Dokter menghela napas sejenak sebelum mulai menjelaskan, menatap Ello dan wanita itu dengan penuh pengertian.
“Setelah kami lakukan serangkaian pemeriksaan,” ujar sang dokter dengan nada tenang, “hasil CT scan menunjukkan adanya trauma pada kepala, kemungkinan dari benturan keras yang menyebabkan cedera pada lobus temporal Anda.” Ia memandang wanita itu dengan lembut. “Ini adalah area yang sangat terkait dengan pembentukan dan penyimpanan memori jangka panjang.”

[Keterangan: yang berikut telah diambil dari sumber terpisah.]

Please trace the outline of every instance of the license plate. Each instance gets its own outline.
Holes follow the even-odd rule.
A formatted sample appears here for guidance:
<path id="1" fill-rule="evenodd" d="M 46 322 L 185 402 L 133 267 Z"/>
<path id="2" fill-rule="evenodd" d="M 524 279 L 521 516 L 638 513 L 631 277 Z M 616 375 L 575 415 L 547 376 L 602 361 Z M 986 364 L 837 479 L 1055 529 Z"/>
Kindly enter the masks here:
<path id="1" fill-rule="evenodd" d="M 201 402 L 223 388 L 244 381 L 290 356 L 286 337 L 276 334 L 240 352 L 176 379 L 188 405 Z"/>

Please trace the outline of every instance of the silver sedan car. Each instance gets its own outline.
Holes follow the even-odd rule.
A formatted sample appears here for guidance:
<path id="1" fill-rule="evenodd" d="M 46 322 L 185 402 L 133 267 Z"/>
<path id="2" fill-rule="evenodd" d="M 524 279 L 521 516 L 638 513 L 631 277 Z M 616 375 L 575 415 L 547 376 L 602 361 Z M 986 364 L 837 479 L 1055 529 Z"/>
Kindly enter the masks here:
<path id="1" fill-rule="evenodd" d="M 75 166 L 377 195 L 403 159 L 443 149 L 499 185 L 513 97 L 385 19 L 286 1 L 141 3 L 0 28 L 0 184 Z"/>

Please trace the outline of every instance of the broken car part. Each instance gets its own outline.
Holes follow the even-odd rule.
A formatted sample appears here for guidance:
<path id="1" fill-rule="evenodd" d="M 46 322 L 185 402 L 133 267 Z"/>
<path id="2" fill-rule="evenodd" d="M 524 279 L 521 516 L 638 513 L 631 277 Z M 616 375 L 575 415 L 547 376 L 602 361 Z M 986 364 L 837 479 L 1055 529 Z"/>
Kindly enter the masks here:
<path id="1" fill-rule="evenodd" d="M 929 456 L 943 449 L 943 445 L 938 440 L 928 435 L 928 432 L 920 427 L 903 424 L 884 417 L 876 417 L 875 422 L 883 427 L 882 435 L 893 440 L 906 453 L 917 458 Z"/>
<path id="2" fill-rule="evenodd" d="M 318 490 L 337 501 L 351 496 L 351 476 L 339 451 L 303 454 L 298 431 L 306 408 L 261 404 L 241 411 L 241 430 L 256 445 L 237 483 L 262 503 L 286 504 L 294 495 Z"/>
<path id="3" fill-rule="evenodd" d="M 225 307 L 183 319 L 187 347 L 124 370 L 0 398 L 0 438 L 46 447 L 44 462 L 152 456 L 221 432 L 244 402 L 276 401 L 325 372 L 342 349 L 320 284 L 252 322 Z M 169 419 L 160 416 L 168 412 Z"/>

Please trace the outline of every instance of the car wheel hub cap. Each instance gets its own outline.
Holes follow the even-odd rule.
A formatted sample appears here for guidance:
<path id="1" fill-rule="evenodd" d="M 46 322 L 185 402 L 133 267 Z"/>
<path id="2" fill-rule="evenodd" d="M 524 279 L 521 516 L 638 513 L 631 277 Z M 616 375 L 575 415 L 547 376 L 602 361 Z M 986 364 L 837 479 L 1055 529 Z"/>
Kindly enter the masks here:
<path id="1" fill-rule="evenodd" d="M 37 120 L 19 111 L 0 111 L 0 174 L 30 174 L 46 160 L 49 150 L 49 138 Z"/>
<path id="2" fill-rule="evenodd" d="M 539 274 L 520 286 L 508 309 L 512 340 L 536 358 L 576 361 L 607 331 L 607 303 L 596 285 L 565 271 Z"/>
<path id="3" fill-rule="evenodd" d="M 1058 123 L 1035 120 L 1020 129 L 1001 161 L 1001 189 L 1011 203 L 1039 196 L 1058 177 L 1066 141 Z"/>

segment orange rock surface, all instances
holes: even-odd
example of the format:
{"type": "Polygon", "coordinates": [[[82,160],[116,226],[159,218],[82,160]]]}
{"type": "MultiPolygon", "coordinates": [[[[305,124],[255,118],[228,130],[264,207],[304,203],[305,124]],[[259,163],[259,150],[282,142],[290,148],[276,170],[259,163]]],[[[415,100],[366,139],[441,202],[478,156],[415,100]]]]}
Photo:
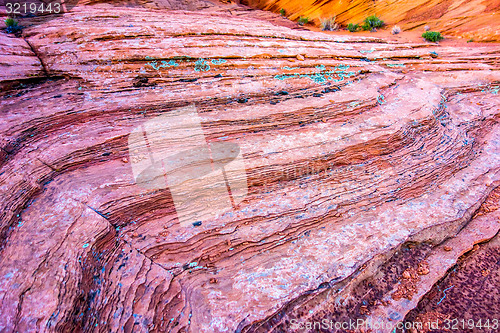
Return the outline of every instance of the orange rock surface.
{"type": "Polygon", "coordinates": [[[394,323],[496,237],[498,43],[160,7],[79,6],[0,32],[1,332],[394,323]],[[135,177],[146,157],[129,140],[193,105],[207,143],[238,145],[248,192],[185,225],[176,193],[135,177]],[[389,304],[423,262],[413,301],[389,304]]]}
{"type": "Polygon", "coordinates": [[[428,25],[447,36],[500,41],[500,0],[249,0],[249,4],[275,13],[283,8],[291,20],[309,17],[316,26],[332,16],[346,26],[377,15],[403,30],[423,32],[428,25]]]}

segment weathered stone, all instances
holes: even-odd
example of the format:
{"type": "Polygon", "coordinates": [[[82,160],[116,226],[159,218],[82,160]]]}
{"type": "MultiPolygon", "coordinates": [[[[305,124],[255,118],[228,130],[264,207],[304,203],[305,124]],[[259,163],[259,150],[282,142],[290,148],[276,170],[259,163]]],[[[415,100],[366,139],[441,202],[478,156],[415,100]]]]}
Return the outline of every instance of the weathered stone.
{"type": "Polygon", "coordinates": [[[0,37],[12,45],[0,331],[291,332],[303,309],[333,316],[362,299],[358,278],[412,241],[411,267],[425,259],[429,273],[411,302],[389,300],[401,264],[352,314],[404,318],[498,232],[498,202],[482,206],[500,184],[498,44],[109,4],[0,37]],[[134,129],[186,105],[208,143],[238,144],[248,183],[233,211],[196,226],[179,223],[169,189],[139,186],[132,167],[147,156],[128,149],[134,129]],[[451,251],[426,245],[445,240],[451,251]]]}
{"type": "Polygon", "coordinates": [[[325,17],[334,17],[337,24],[346,27],[349,23],[361,24],[367,17],[376,14],[386,25],[398,24],[405,32],[411,30],[424,32],[432,29],[441,31],[446,36],[456,36],[466,40],[500,41],[500,25],[498,23],[500,22],[500,11],[497,0],[470,0],[466,2],[460,0],[392,2],[374,0],[335,2],[249,0],[249,5],[273,11],[276,8],[283,8],[288,17],[293,19],[300,16],[308,17],[314,21],[316,26],[319,26],[325,17]]]}

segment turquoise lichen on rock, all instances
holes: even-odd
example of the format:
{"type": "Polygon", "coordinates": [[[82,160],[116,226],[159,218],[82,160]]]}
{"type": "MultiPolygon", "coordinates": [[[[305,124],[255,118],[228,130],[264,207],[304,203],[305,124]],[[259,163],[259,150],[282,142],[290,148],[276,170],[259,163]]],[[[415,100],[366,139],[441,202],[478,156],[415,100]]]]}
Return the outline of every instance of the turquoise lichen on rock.
{"type": "Polygon", "coordinates": [[[194,64],[195,64],[194,70],[196,72],[200,71],[206,72],[210,70],[210,65],[208,64],[208,61],[206,61],[203,58],[198,59],[194,64]]]}

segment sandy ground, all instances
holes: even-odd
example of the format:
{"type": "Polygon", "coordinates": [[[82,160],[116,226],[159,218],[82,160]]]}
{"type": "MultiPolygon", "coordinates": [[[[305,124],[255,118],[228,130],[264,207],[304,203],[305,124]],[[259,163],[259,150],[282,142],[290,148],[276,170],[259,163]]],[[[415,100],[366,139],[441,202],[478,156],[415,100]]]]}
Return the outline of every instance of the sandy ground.
{"type": "MultiPolygon", "coordinates": [[[[248,6],[241,5],[241,4],[235,4],[235,3],[229,3],[229,4],[220,4],[220,3],[214,3],[215,6],[219,8],[224,8],[229,14],[234,15],[234,16],[246,16],[246,17],[252,17],[252,18],[257,18],[261,20],[266,20],[268,22],[271,22],[275,25],[279,26],[285,26],[288,28],[296,29],[296,30],[310,30],[310,31],[321,31],[319,27],[316,27],[312,24],[306,24],[305,26],[300,26],[297,24],[297,22],[292,21],[287,19],[286,17],[282,17],[279,14],[273,13],[273,12],[268,12],[268,11],[262,11],[259,9],[252,9],[248,6]]],[[[345,27],[342,27],[341,29],[337,31],[322,31],[323,33],[327,34],[332,34],[332,35],[354,35],[354,36],[370,36],[370,37],[380,37],[385,40],[389,41],[397,41],[401,43],[422,43],[426,42],[422,38],[422,33],[424,33],[423,28],[418,28],[416,30],[408,30],[408,31],[402,31],[398,35],[393,35],[391,33],[392,26],[386,26],[382,29],[378,29],[376,32],[369,32],[369,31],[358,31],[358,32],[349,32],[345,27]]],[[[468,39],[461,38],[461,37],[456,37],[456,36],[449,36],[444,34],[443,37],[445,37],[444,40],[440,41],[439,44],[443,46],[464,46],[464,45],[484,45],[484,44],[497,44],[497,43],[480,43],[480,42],[468,42],[468,39]]]]}
{"type": "MultiPolygon", "coordinates": [[[[311,31],[321,31],[321,29],[313,26],[308,26],[308,30],[311,31]]],[[[426,42],[424,38],[422,38],[422,33],[424,30],[411,30],[411,31],[402,31],[398,35],[393,35],[391,33],[392,27],[386,27],[383,29],[379,29],[376,32],[369,31],[358,31],[358,32],[349,32],[347,30],[341,29],[338,31],[323,31],[327,34],[332,35],[345,35],[352,34],[354,36],[370,36],[370,37],[380,37],[389,41],[397,41],[401,43],[421,43],[426,42]]],[[[445,39],[439,42],[440,45],[444,46],[463,46],[463,45],[474,45],[474,44],[484,44],[484,43],[476,43],[476,42],[468,42],[466,39],[455,37],[455,36],[446,36],[443,35],[445,39]]],[[[430,43],[430,42],[429,42],[430,43]]]]}

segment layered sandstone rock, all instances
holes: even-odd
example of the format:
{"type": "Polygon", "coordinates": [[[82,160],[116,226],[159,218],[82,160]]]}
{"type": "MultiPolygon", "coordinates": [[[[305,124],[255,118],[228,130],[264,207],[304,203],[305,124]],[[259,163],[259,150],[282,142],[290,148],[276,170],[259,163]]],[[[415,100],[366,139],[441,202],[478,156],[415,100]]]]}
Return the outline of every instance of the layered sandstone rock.
{"type": "Polygon", "coordinates": [[[109,5],[0,38],[2,331],[395,322],[499,230],[497,44],[109,5]],[[201,225],[138,184],[128,149],[193,105],[208,143],[238,145],[248,184],[201,225]]]}
{"type": "Polygon", "coordinates": [[[316,25],[321,19],[336,17],[346,26],[362,23],[377,15],[388,25],[398,24],[404,30],[423,32],[428,25],[448,36],[459,36],[475,41],[499,41],[500,1],[498,0],[349,0],[349,1],[289,1],[249,0],[251,6],[279,12],[296,20],[309,17],[316,25]]]}

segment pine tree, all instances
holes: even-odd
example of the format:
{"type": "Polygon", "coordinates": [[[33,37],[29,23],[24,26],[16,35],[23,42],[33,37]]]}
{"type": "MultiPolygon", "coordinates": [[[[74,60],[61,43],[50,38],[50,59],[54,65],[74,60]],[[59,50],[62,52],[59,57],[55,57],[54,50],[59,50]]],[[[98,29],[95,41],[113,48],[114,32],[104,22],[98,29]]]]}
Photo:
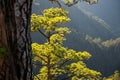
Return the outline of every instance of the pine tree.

Wanita itu menatapnya bingung, sementara Ello mendengarkan dengan serius.
“Secara medis, kondisi Anda disebut amnesia retrograde, yang artinya Anda kehilangan ingatan terhadap kejadian-kejadian di masa lalu. Terkadang ini terjadi akibat kerusakan jaringan di otak atau gangguan pada sinyal saraf yang bertanggung jawab untuk menyimpan memori,” lanjut dokter.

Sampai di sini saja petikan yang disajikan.